Ils sont partout au Liban - un million de réfugiés syriens, dans un pays de 4,8 millions d'habitants. Il n'y a pas de camps de réfugiés au Liban. La plupart des réfugiés louent des appartements, tandis que les autres vivent dans des abris de fortune, des garages, des usines et des prisons. Trois ans après le début de la crise en Syrie, le Liban est devenu le pays au monde hébergeant la plus forte densité de réfugiés par habitant. Le Liban tente de faire face. Le montant des loyers a grimpé en flèche, les logements se font rares ; le prix des denrées augmente. Pendant ce temps, une génération pourrait être sacrifiée. La moitié des réfugiés syriens sont des enfants ; la plupart ne vont pas à l'école. Beaucoup travaillent pour aider leurs familles à survivre. Certains se marient jeunes, d'autres mendient pour gagner un peu d'argent. Pourtant, ils ont tous les mêmes rêves d'éducation.

Dans la ville de Tripoli, au nord du Liban, beaucoup de Syriens vivent dans le district d'Al Tanak, surnommé « Tin City » (« ville de tôle »). Longtemps habité par les populations pauvres de la ville, ce quartier est désormais une banlieue surréaliste - des tas d'ordures d'un côté, une grande roue de l'autre.

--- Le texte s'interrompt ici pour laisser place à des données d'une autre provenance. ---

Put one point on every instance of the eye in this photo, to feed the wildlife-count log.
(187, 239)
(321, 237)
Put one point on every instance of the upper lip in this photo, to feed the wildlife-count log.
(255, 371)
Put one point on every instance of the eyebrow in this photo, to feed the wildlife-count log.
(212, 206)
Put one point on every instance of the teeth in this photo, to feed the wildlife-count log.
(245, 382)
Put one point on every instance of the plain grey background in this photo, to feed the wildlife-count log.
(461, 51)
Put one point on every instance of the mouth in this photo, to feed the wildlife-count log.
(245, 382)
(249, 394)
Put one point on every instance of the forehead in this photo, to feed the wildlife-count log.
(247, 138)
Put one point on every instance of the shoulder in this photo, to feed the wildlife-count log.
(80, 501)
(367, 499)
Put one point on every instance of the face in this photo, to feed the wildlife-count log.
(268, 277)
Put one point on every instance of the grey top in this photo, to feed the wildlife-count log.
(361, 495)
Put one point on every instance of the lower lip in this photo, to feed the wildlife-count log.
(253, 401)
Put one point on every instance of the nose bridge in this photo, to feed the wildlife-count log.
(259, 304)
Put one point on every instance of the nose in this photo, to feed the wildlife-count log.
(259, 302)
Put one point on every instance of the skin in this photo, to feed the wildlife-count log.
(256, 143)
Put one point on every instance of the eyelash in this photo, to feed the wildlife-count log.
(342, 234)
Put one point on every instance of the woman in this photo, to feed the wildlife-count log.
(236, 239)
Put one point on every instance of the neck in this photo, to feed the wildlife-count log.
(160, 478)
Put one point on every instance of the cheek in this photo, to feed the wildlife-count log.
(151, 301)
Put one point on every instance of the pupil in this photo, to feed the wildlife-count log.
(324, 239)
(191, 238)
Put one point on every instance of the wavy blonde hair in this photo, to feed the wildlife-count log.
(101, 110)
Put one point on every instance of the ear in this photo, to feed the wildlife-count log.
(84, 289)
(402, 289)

Les habitants cohabitent avec les rats. « Ils sont gros comme des chats », déclare l'un d'eux. « Ils n'ont pas peur de nous, c'est nous qui avons peur d'eux ».

La photo-journaliste plusieurs fois primée, Lynsey Addario, a visité la « ville de tôle » et d'autres régions du Liban avec le HCR pour montrer les visages et faire connaître les souffrances des Syriens dans le monde. A travers ses publications dans le New York Times et National Geographic, Lynsey Addario a mis en lumière les victimes des conflits et les violations des droits dans le monde, en particulier les femmes.